Dalam buku tersebut juga dituliskan bahwa pemanfaatan teknologi digital dalam produksi pertanian dapat diimplementasikan di semua subsektor pertanian seperti Tanaman pangan, perkebunan, dan hortikultura yang diinisiasi dengan nama Smart Farming. Subsektor perikanan dan kelautan dengan konsep Smart Aquaculture dan Smart Fishing. Subsektor peternakan dengan nama Smart Animal Farm. Implementasi konsep Smart Agriculture ini diharapakan untuk diimplementasikan oleh Mitani sebagai generasi masa depan Indonesia.
Berdasarkan hasil penelitian yang dilakukan oleh IDN Research Institute, Indonesia pada Tahun 2020 Indonesia memiliki 63,5 juta jiwa generasi milenial yang lahir antara tahun 1984 -- 1999. Generasi yang dikenal dekat dengan internet dan menghabiskan waktunya berselancar di internet selama rata-rata 3,6 jam dalam sehari. Kedekatannya kepada internet dapat dijadikan sebagai kekuatan dalam mengimplementasikan konsep Future Farming dengan menjadi seorang Mitani.
Mitani (Milenial Tani) merupakan seseorang generasi milenial yang memiliki profesi sebagai petani yang sedikit atau secara keseluruhan memanfaatkan teknologi digital dalam kegiatan usaha taninya. Jumlah generasi milenial yang cukup memberikan harapan besar bagi Indonesia untuk menuntaskan regenerasi petani dan menciptakan pertanian efisien dan memiliki produktivitas tinggi. Manfaat yang akan diterima negara dalam beberapa tahun ke depan adalah terwujudnya swasembada hasil pertanian dengan hadirnya Mitani.
Kondisi pandemi Covid-19 menjadi momentum besar bagi Mitani. Dilansir dari detikcom (08/04/2020), negara-negara pengekspor hasil pertanian banyak menahan hasil pertanian negeranya untuk di ekspor. Kondisi ketidakpastian menyebabkan negara memilih menggunakan komoditasnya di dalam negeri. Kondisi ini akan menjadi pukulan besar bagi negara pengimpor hasil pertanian seperti Indonesia. Keamanan pangan menjadi ancaman nyata karena suplai bahan pangan ke Indonesia akan terganggu. Pemenuhan suplai yang selama ini bergantung dari impor pada masa ini harus dipenuhi dari hasil pertanian dalam negeri.
Kebutuhan pemenuhan suplai bahan pangan nasional dari dalam negeri dapat menjadi peluang besar bagi Mitani masuk ke dalam budidaya pertanian. Mitani akan memproduksi bahan pangan yang dibutuhkan untuk memenuhi kebutuhan nasional. Mitani bisa mendapatkan pangsa pasar yang besar apalagi pada komoditas yang selama ini dipenuhi secara besar-besaran dari impor.
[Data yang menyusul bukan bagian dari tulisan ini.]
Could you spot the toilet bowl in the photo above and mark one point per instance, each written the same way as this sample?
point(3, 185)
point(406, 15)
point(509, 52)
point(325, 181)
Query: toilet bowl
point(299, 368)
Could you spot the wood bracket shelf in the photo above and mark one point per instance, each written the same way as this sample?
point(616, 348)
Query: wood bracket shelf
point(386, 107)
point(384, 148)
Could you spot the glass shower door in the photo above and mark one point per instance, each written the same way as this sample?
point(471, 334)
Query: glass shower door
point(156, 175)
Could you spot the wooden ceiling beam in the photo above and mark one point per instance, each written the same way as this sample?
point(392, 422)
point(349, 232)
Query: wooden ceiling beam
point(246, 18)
Komoditas yang memiliki volume impor cukup besar adalah beras, kedelai, daging sejenis lembu, gula, garam, bawang putih dan banyak lagi. Berdasarkan data BPS, impor pertanian Indonesia 5 tahun terakhir (2015-2019) rata-rata sejumlah 949 ribu ton beras per tahun dengan jumlah tertinggi pada tahun 2018 dengan 2,2 juta ton beras. Impor kedelai rata-rata sejumlah 2,48 juta ton pertahun dengan jumlah tertinggi 2017 sebesar 2,67 ton. Impor daging sejenis lembu 217 ribu ton per tahun dengan jumlah tertinggi 262 ribu ton pada tahun 2019.
Mitani juga telah didukung oleh peneliti-peneliti mahasiswa yang telah berhasil menciptakan aplikasi untuk menunjang Smart Agriculture. Salah satunya adalah dikutip dari Tribunnews Surabaya, tiga mahasiswa Universitas Jember (UNEJ) telah menciptakan aplikasi Indonesia Smart Farmer (INSAF) yang bertujuan optimalisasi penyerapan hasil tani nasional. Aplikasi ini telah menyabet juara pertama dalam Agribisnis Festival 2019 di Universitas Muhammadiyah Yogyakarta (UMY). Momentum yang sangat baik ini sangat disayangkan jika tidak dimanfaatkan generasi milenial untuk menjadi seorang Mitani.